While at the time of their writing neither author befriended Christianity, their postulates of life raining down from the heavens remains impotent without a superior intelligence creating, managing, molding and supporting the existence of life to this day. In spite of the fact that objective reasoning and critical analysis of Darwinian evolution is forbidden even in light of the formidable complexity of living things, credit must be given to H&W for thinking outside the Darwinian box. Evolution by chance and probability does not account for what is obvious to most scientist… that life is designed.

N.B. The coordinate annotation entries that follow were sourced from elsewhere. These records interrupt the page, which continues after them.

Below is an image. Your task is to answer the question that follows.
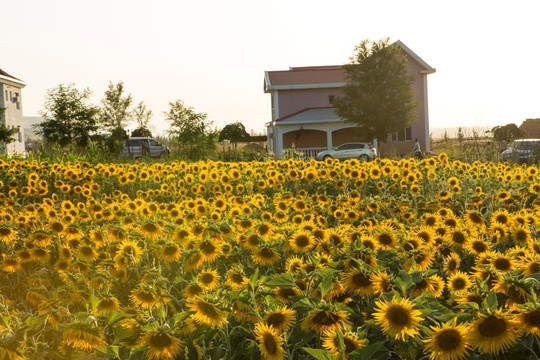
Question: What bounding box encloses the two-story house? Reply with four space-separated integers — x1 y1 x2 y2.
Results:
0 69 26 154
264 40 435 159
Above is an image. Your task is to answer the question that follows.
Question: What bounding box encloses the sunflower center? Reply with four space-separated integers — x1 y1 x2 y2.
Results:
379 234 392 245
352 273 371 287
200 241 216 254
478 316 506 338
163 246 178 256
452 278 467 290
266 313 285 329
493 258 510 271
313 311 339 325
386 306 410 326
201 274 214 284
294 235 309 248
263 333 278 354
259 247 274 259
149 333 172 349
437 329 461 351
524 310 540 327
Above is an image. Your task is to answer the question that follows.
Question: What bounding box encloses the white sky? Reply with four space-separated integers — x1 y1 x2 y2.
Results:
0 0 540 136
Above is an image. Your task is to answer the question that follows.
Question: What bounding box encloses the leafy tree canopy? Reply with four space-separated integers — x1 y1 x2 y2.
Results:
333 38 418 142
33 84 99 147
99 81 133 133
219 121 250 143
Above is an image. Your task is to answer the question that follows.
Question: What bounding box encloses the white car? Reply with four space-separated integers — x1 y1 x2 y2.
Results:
122 137 169 158
315 143 377 161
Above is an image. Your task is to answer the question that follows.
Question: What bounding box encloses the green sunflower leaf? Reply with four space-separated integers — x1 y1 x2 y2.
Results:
302 348 338 360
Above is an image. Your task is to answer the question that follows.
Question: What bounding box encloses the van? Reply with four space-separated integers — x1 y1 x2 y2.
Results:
501 139 540 163
122 137 169 158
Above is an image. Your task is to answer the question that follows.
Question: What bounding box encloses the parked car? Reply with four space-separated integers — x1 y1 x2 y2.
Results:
315 143 377 161
501 139 540 163
123 137 169 158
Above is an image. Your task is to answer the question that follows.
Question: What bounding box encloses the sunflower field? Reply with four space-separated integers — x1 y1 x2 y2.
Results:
0 153 540 360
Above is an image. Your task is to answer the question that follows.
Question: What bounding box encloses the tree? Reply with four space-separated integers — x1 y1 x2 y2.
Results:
0 108 18 150
33 84 99 147
219 121 250 158
332 38 418 142
99 81 133 133
164 100 216 160
131 101 153 137
491 124 523 142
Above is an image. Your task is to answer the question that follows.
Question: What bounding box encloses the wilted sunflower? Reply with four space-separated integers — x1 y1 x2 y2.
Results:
341 269 374 296
447 271 472 295
289 230 316 253
61 322 106 353
515 307 540 336
188 297 228 328
159 242 182 264
129 286 161 309
254 323 285 360
322 330 367 358
263 306 296 333
301 304 351 334
138 329 182 360
197 269 221 290
373 297 422 341
468 309 519 355
96 295 120 315
423 318 470 360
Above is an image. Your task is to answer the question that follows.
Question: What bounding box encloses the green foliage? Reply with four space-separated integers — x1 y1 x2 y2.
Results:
33 84 99 147
164 100 218 160
491 124 523 142
99 81 133 133
333 38 418 142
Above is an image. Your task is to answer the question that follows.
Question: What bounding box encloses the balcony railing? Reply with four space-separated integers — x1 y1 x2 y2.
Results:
283 147 328 159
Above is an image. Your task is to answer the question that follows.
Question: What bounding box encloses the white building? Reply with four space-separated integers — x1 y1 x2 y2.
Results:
0 69 26 154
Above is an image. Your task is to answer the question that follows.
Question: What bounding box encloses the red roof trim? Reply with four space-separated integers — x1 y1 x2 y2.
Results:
274 106 334 121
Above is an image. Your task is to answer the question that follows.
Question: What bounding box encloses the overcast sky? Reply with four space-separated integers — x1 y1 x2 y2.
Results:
0 0 540 136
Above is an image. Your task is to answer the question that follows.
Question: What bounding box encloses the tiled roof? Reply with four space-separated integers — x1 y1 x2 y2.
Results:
268 65 345 86
276 107 343 125
0 69 22 81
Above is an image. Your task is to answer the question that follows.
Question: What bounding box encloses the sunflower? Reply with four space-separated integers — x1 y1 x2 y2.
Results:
188 297 228 328
129 286 161 309
515 307 540 336
322 330 367 358
447 271 472 295
254 323 285 360
159 242 182 264
0 255 22 273
263 306 296 333
138 329 182 360
96 296 120 315
373 297 422 341
61 322 106 353
371 271 394 294
423 318 470 360
252 245 281 265
468 309 519 355
139 221 162 240
0 225 17 243
341 269 374 296
197 270 221 290
289 230 315 253
301 304 351 334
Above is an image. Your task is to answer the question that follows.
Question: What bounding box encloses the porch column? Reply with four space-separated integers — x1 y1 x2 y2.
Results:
326 129 332 150
274 126 283 159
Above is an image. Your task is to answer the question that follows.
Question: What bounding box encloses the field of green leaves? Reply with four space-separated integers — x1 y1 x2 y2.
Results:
0 153 540 360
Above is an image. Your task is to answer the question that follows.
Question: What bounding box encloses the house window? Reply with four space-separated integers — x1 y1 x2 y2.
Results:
392 126 412 141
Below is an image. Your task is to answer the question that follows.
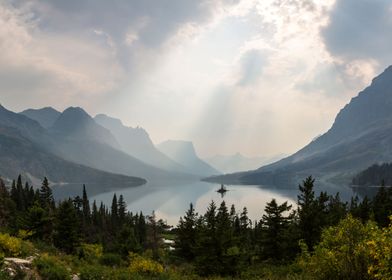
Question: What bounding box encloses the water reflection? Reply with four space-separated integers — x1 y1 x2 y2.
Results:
54 179 368 228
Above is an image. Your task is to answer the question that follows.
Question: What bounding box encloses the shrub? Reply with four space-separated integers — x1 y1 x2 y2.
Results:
0 233 22 257
34 255 71 280
299 216 375 279
79 243 103 263
366 216 392 280
99 253 122 267
79 265 110 280
129 253 163 275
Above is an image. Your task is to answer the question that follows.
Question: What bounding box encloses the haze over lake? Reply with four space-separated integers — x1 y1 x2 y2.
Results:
80 182 362 226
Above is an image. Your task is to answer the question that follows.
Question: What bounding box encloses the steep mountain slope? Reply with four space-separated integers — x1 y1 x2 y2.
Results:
49 107 120 148
0 105 51 146
0 126 146 187
208 67 392 184
20 107 61 128
157 140 221 176
204 153 283 173
94 114 186 172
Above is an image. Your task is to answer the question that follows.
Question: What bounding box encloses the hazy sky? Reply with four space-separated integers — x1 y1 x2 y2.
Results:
0 0 392 156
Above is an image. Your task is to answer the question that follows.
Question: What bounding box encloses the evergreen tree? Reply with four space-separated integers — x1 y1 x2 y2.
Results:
0 178 15 228
195 201 220 275
118 194 127 226
82 185 91 226
110 194 118 231
54 199 80 254
22 201 53 243
147 211 162 260
262 199 291 260
373 185 392 227
39 177 54 210
297 176 321 250
175 203 198 261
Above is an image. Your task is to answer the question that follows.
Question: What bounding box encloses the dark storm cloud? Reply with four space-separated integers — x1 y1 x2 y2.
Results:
322 0 392 63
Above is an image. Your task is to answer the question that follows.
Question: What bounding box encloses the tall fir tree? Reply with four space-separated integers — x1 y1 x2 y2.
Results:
54 199 80 254
39 177 54 210
262 199 291 260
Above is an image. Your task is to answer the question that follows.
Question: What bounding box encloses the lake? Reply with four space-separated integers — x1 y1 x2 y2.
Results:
83 179 364 228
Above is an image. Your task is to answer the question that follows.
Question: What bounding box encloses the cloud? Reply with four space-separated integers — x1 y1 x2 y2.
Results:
322 0 392 64
237 49 266 86
0 0 236 110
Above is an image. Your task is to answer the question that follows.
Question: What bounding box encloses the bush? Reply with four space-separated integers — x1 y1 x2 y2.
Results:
366 216 392 280
299 216 376 279
99 253 122 267
79 265 110 280
34 255 71 280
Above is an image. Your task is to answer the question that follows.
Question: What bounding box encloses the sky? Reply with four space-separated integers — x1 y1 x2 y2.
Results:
0 0 392 157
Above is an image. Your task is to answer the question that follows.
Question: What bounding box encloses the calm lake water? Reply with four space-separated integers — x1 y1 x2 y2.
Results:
84 182 357 225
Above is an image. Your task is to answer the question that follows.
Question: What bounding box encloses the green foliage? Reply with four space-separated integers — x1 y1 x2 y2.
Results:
299 215 392 279
54 199 80 253
366 216 392 280
99 253 122 267
34 255 71 280
129 253 163 276
261 199 292 260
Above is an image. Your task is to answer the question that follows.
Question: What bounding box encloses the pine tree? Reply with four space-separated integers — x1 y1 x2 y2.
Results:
82 185 91 226
175 203 198 261
39 177 54 210
54 199 80 254
118 194 127 226
262 199 291 260
0 178 15 228
110 194 118 232
298 176 321 250
373 185 392 227
22 201 53 243
147 211 162 260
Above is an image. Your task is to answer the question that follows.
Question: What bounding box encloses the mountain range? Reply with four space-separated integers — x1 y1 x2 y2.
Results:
0 106 220 194
206 66 392 185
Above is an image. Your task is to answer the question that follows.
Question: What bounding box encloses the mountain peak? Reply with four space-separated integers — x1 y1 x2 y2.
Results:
19 107 61 128
62 107 92 119
50 107 118 148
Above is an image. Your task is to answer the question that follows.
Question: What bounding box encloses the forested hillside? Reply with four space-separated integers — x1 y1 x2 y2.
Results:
0 176 392 279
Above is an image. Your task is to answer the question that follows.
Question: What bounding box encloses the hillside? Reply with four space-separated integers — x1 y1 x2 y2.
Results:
19 107 61 128
204 153 283 173
49 107 119 148
157 140 221 176
0 126 146 191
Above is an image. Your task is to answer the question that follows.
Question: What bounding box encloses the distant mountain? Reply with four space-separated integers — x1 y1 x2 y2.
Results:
49 107 193 182
157 140 221 176
20 107 61 128
49 107 120 149
207 67 392 185
204 153 283 173
352 163 392 186
94 114 187 172
0 105 50 145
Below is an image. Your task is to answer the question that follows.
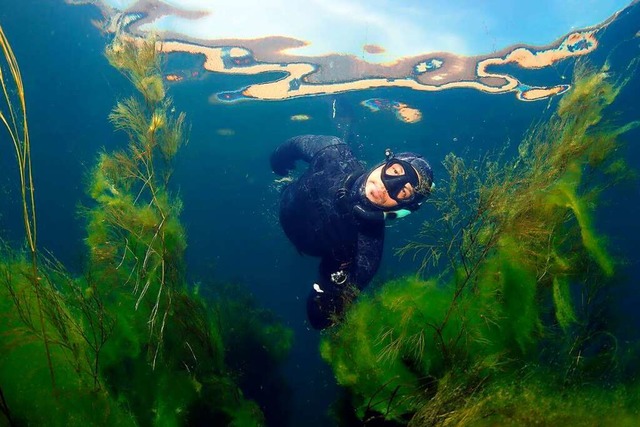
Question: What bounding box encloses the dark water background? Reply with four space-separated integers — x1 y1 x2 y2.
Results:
0 0 640 427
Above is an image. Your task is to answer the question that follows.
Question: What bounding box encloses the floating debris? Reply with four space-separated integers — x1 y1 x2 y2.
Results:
164 74 183 82
216 128 236 136
360 98 422 123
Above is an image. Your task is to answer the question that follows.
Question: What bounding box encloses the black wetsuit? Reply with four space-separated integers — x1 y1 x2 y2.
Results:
271 135 384 329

Furthermore, it must be designed by something transcendent to our knowledge of physical life. Most would call this transcendent intelligence, super-natural. Unfortunately verbalizing what is obvious is not always politically correct especially to scientist and never suggested to the public. Even H&W had concern for “retaining our credentials as scientists” (Ibid., p. 147). by suggesting that intelligence or purpose have a roll in bringing life into existence. Colleagues had warned them that their views were “generally repugnant to the scientific world” (Ibid., p.147). however, H&W were “…disturbed to discover how little attention is generally paid to fact and how much to myths and prejudice.” (Ibid.). Nevertheless, they must be applauded for their creativity but more so for their scientific objectives as they conclude with the argument which they see as self-evident: “Any theory with a probability of being correct that is larger than one part in 10 to the 40,000 power must be judged superior to random shuffling. The theory that life was assembled by an intelligence has, we believe, a probability vastly higher than one part in 1040,000 of being the correct explanation of the many curious facts discussed in preceding chapters. Indeed, such a theory is so obvious that one wonders why it is not widely accepted as being self-evident. The reasons are psychological rather than scientific.” (Ibid., p. 130).
While H&W are blatant that they can attribute both the origin and the evolution of life to cosmic influences they are as much adamant that a return to special creation is required. Not a “god” influence mind you and certainly not a Christian God for even a silicon chip would be preferable than God to H&W. Yet throughout their argument what becomes manifest is the need for a transcendental being neither subject to carbon or its compounds (since these are evidence of the intelligence at work) or to time and space alone.
The final assessment of their work still must lead to the embarrassing conclusion that H&W have not admitted what they know to be true. God has shown himself in creation Romans 1:19-21.